This code implements the PageRank algorithm to compute the rank of web pages. It is designed to work with input data provided in tsv format, where each line represents a path taken by users in the Wikispedia game.
Before running this code, you need to have
- gcc compiler installed on your system.
The input dataset is in the tsv format and contain user paths.

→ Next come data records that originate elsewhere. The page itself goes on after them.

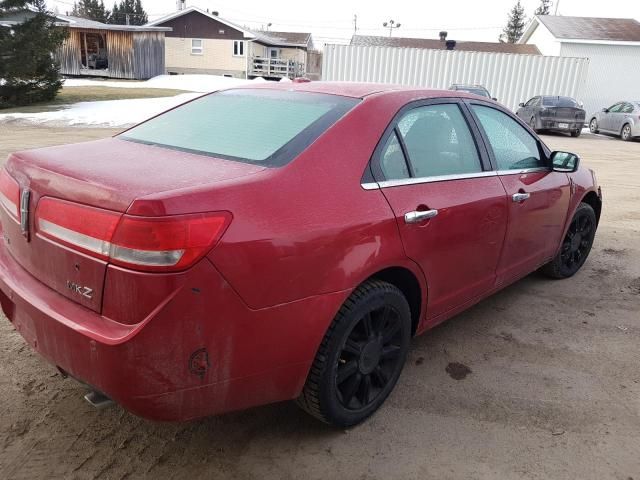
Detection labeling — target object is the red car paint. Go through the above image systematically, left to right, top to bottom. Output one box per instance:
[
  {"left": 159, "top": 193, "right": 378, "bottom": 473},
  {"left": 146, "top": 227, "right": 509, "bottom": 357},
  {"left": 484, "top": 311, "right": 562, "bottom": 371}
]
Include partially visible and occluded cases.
[{"left": 0, "top": 82, "right": 599, "bottom": 420}]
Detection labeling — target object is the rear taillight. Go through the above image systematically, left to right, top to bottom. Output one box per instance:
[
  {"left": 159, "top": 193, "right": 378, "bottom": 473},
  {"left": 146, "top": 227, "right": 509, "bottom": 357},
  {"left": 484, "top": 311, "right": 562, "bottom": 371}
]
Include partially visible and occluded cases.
[
  {"left": 0, "top": 168, "right": 20, "bottom": 221},
  {"left": 36, "top": 198, "right": 231, "bottom": 271}
]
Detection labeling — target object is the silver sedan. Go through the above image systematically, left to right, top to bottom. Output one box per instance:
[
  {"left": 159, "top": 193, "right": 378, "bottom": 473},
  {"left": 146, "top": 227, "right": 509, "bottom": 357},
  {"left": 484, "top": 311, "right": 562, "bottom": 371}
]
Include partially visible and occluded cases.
[{"left": 589, "top": 101, "right": 640, "bottom": 141}]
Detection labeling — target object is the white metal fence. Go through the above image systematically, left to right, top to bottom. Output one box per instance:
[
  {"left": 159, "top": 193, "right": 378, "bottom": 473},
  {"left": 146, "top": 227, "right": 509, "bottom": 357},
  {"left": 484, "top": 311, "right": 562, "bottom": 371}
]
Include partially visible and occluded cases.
[{"left": 322, "top": 45, "right": 589, "bottom": 109}]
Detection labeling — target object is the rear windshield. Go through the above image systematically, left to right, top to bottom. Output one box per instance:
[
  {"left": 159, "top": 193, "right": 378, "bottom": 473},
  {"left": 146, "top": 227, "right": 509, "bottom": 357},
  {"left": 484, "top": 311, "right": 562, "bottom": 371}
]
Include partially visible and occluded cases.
[
  {"left": 458, "top": 87, "right": 489, "bottom": 97},
  {"left": 118, "top": 89, "right": 359, "bottom": 166},
  {"left": 542, "top": 97, "right": 579, "bottom": 108}
]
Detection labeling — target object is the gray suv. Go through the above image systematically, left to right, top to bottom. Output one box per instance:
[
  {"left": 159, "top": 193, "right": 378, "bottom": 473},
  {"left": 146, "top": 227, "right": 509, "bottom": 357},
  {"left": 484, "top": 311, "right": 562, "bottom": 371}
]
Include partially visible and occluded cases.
[{"left": 589, "top": 101, "right": 640, "bottom": 141}]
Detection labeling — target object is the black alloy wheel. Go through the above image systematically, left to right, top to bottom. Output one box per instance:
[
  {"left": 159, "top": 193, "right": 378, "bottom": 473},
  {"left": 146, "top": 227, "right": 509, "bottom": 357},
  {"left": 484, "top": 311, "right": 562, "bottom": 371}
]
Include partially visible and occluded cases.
[
  {"left": 543, "top": 203, "right": 598, "bottom": 278},
  {"left": 297, "top": 280, "right": 411, "bottom": 427}
]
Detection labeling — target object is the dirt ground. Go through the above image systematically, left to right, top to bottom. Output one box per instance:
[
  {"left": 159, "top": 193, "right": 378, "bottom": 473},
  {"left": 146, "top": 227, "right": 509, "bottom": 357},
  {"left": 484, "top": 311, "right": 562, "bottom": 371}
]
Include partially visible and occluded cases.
[{"left": 0, "top": 125, "right": 640, "bottom": 480}]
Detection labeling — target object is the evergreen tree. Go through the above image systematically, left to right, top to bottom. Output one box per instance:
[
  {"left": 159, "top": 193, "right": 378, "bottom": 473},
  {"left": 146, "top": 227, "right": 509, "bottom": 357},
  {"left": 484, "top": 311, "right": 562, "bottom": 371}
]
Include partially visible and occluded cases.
[
  {"left": 0, "top": 0, "right": 67, "bottom": 108},
  {"left": 71, "top": 0, "right": 111, "bottom": 23},
  {"left": 111, "top": 0, "right": 149, "bottom": 25},
  {"left": 500, "top": 0, "right": 526, "bottom": 43},
  {"left": 535, "top": 0, "right": 551, "bottom": 15}
]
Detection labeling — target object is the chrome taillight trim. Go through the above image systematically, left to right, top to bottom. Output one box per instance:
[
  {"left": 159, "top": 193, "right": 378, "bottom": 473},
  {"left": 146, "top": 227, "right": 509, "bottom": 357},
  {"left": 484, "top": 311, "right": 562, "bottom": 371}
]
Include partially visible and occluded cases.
[{"left": 38, "top": 219, "right": 185, "bottom": 267}]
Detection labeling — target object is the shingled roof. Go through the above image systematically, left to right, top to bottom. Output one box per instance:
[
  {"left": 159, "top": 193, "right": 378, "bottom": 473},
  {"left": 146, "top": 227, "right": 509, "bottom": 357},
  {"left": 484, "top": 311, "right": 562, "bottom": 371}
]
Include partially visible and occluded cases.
[
  {"left": 536, "top": 15, "right": 640, "bottom": 42},
  {"left": 351, "top": 35, "right": 540, "bottom": 55}
]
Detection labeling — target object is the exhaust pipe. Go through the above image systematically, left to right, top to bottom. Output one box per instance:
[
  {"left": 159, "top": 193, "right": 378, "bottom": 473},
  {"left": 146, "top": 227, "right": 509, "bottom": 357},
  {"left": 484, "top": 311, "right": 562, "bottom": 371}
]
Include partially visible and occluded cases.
[{"left": 84, "top": 390, "right": 114, "bottom": 410}]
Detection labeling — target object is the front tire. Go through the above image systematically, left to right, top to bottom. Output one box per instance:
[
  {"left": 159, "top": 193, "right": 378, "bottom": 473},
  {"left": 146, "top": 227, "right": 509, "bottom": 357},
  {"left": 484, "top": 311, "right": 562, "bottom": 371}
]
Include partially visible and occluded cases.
[
  {"left": 542, "top": 203, "right": 598, "bottom": 279},
  {"left": 297, "top": 280, "right": 411, "bottom": 427}
]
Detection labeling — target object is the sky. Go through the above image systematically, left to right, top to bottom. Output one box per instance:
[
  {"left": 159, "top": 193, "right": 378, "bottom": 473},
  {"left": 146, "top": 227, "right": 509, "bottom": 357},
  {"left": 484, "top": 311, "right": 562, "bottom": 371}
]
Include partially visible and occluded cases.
[{"left": 48, "top": 0, "right": 640, "bottom": 46}]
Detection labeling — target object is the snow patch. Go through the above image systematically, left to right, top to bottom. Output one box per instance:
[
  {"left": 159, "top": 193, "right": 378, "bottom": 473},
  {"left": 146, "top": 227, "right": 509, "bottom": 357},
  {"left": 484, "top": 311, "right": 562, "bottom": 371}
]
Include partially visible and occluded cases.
[{"left": 0, "top": 93, "right": 201, "bottom": 127}]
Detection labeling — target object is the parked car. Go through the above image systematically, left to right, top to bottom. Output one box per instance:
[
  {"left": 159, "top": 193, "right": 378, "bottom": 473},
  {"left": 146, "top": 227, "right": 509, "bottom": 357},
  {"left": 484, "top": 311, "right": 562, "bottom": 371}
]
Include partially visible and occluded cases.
[
  {"left": 0, "top": 82, "right": 602, "bottom": 426},
  {"left": 449, "top": 83, "right": 498, "bottom": 101},
  {"left": 516, "top": 96, "right": 586, "bottom": 137},
  {"left": 589, "top": 101, "right": 640, "bottom": 141}
]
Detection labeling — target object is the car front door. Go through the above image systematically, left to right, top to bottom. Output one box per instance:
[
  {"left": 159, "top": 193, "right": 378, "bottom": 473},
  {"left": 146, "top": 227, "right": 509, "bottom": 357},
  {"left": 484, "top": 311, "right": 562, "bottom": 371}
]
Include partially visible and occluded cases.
[
  {"left": 372, "top": 100, "right": 507, "bottom": 322},
  {"left": 471, "top": 103, "right": 570, "bottom": 285}
]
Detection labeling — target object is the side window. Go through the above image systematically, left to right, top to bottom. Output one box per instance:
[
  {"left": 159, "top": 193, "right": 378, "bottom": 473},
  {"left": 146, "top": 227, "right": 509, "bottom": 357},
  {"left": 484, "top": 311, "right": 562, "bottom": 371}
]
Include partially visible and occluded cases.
[
  {"left": 609, "top": 103, "right": 622, "bottom": 113},
  {"left": 620, "top": 103, "right": 633, "bottom": 113},
  {"left": 398, "top": 104, "right": 482, "bottom": 178},
  {"left": 472, "top": 105, "right": 545, "bottom": 170},
  {"left": 380, "top": 132, "right": 410, "bottom": 180}
]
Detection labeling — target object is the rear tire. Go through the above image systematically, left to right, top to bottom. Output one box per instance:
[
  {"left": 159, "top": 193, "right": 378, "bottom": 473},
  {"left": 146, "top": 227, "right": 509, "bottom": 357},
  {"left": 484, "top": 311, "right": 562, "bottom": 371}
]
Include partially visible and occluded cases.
[
  {"left": 541, "top": 203, "right": 598, "bottom": 279},
  {"left": 297, "top": 280, "right": 411, "bottom": 427}
]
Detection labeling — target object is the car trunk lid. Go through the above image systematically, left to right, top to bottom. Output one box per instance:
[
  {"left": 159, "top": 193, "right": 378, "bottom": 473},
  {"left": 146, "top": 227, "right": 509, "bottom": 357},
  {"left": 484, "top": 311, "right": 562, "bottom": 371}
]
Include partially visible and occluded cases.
[{"left": 0, "top": 138, "right": 264, "bottom": 312}]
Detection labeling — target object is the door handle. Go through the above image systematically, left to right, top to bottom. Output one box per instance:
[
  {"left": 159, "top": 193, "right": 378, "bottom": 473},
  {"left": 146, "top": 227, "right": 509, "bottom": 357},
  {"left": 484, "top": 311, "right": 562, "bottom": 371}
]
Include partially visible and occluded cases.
[
  {"left": 511, "top": 193, "right": 531, "bottom": 202},
  {"left": 404, "top": 210, "right": 438, "bottom": 223}
]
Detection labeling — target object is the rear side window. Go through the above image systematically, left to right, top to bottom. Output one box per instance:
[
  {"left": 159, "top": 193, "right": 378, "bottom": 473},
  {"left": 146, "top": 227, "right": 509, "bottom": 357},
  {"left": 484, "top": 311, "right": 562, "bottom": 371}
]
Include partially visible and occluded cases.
[
  {"left": 119, "top": 89, "right": 359, "bottom": 166},
  {"left": 542, "top": 97, "right": 578, "bottom": 108},
  {"left": 620, "top": 103, "right": 633, "bottom": 113},
  {"left": 398, "top": 104, "right": 482, "bottom": 178},
  {"left": 472, "top": 105, "right": 545, "bottom": 170},
  {"left": 380, "top": 131, "right": 410, "bottom": 180}
]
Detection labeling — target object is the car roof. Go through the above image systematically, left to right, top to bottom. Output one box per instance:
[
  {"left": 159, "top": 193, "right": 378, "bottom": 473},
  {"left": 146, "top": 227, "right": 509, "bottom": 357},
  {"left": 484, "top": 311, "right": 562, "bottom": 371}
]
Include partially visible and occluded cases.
[{"left": 228, "top": 82, "right": 476, "bottom": 98}]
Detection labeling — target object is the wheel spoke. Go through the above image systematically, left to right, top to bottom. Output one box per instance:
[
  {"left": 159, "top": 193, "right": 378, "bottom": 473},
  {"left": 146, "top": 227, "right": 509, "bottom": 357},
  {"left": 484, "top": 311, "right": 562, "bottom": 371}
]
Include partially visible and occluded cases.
[
  {"left": 362, "top": 313, "right": 373, "bottom": 338},
  {"left": 382, "top": 321, "right": 400, "bottom": 344},
  {"left": 342, "top": 338, "right": 362, "bottom": 355},
  {"left": 380, "top": 345, "right": 400, "bottom": 360},
  {"left": 336, "top": 360, "right": 358, "bottom": 385},
  {"left": 371, "top": 365, "right": 389, "bottom": 387},
  {"left": 342, "top": 373, "right": 362, "bottom": 407},
  {"left": 360, "top": 375, "right": 371, "bottom": 406}
]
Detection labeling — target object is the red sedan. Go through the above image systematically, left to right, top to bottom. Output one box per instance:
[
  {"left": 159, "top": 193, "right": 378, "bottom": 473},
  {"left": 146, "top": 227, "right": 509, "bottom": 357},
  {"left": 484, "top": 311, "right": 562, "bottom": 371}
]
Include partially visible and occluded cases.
[{"left": 0, "top": 83, "right": 601, "bottom": 426}]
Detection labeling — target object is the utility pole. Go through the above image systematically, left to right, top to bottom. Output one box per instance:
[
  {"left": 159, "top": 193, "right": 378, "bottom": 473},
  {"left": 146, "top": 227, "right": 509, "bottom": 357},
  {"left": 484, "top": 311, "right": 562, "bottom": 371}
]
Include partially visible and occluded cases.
[{"left": 382, "top": 20, "right": 401, "bottom": 36}]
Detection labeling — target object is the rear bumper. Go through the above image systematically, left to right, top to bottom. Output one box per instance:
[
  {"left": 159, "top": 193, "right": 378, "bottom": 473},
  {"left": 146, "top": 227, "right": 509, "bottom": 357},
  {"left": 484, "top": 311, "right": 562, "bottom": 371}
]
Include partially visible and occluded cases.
[
  {"left": 540, "top": 118, "right": 584, "bottom": 132},
  {"left": 0, "top": 236, "right": 349, "bottom": 420}
]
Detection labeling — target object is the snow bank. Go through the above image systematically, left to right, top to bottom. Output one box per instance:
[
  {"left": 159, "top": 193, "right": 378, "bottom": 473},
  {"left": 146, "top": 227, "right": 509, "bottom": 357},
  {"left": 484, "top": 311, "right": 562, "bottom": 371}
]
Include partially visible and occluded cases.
[
  {"left": 64, "top": 75, "right": 266, "bottom": 92},
  {"left": 0, "top": 93, "right": 201, "bottom": 127}
]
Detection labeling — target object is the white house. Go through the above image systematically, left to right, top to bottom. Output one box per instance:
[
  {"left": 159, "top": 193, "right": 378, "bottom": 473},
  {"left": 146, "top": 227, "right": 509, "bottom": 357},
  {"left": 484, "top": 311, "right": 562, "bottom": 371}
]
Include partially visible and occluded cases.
[{"left": 518, "top": 15, "right": 640, "bottom": 115}]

Some examples are located in the dataset directory.
- The names of articles must be URL-encoded.
- Articles in a path are separated by ';'.
- Back clicks are represented by "<".
- Navigate to the code directory containing the source code and the Makefile file.
cd code
- Compile the code by running make all.
make all
- The compiled program pagerank is now located in the parent repository.
cd ..
- Execute the compiled program by running ./pagerank dataset/input_file.tsv, where dataset/input_file.tsv is the path to the tsv file containing the input data.
./pagerank dataset/input_file.tsv
(Optional) 5. Clean the repository by running make clean in the code directory.
cd code
make clean
cd code
make all
cd ..
./pagerank dataset/paths_finished.tsv
To configure the parameters for the PageRank algorithm, the user have to inform values during the execution of the program. In chronological order, the user have to provide :
- Damping Factor : float value between 0 and 1.
- Convergence Threshold : integer value which indicates the negative logarithmic power.
- Classical or Customized Ranking : boolean 0 or 1 to indicate if the program initialize a classical or a customized ranking.
- (Optional) Customized Websites : if selecting customized ranking, an iterator over string character which indicates the names of websites to customized. 'None' to stop the scan iteration.
The program will display the 20 websites with the highest scores in the terminal. Additionally, the scores for all websites will be saved in the output directory in the file named output.txt.